Она стоит на месте в центре турецкого ковра, хотя и дрожит. — Почему я должна бояться?
— Потому что ты влюбляешься в меня, — хриплю я. — И ты изо всех сил пытаешься сопротивляться этому.
Ее руки сжимаются в кулаки. Даже сейчас она думает, что сможет дать отпор. Думает, что у нее есть шанс на победу.
Почему это так чертовски сексуально?
— Ты думаешь что знаешь меня? — она говорит. — Докажите это. Скажи мне что-нибудь настоящее. Расскажи мне что-нибудь, чего никто не знает, даже Максим.
Я выгибаю бровь. Это был не совсем тот поступок, которого я ожидал от нее. Но я никогда не отказывался от вызова.
Я делаю еще один шаг ближе.

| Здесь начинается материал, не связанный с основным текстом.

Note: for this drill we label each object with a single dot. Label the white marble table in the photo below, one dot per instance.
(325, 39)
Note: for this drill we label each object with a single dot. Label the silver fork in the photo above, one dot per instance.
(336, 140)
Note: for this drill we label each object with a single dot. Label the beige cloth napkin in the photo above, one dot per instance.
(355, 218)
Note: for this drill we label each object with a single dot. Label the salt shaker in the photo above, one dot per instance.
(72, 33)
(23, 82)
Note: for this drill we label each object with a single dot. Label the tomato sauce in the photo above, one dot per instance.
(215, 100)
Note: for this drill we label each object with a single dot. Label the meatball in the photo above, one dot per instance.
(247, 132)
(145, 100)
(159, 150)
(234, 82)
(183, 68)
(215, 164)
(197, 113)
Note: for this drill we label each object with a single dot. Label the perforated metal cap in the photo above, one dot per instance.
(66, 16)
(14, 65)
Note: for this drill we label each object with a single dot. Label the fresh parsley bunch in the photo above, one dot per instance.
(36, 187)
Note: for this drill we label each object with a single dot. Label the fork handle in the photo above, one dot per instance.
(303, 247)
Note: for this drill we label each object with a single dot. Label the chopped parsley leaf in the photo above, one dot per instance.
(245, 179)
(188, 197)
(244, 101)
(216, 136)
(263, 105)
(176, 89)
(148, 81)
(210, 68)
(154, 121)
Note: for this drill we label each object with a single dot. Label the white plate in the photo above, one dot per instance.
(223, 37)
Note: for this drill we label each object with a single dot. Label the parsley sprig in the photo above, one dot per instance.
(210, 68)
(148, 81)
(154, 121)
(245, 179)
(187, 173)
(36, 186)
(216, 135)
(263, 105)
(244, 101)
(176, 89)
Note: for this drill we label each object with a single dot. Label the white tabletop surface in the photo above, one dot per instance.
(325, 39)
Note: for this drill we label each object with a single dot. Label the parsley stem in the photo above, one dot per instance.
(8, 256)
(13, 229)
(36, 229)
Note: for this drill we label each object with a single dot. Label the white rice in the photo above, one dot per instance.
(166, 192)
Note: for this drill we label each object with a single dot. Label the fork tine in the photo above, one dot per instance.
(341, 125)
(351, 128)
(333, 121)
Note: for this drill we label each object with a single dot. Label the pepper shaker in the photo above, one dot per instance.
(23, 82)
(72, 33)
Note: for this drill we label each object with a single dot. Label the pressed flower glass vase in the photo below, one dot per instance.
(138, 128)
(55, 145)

Теперь, на расстоянии вытянутой руки от нее, я говорю: — Так много вещей на выбор. У тебя есть секрет, которым ты не поделились ни с кем, включая твоего драгоценного жениха. Ты разочарована своим выбором, потому что придерживаешься нереалистичных стандартов. И больше всего тебе чертовски нравится драться со мной. Ты не можешь получить достаточно этого. Это так тебя заводит, что готов поспорить на что угодно, что ты сейчас мокрая.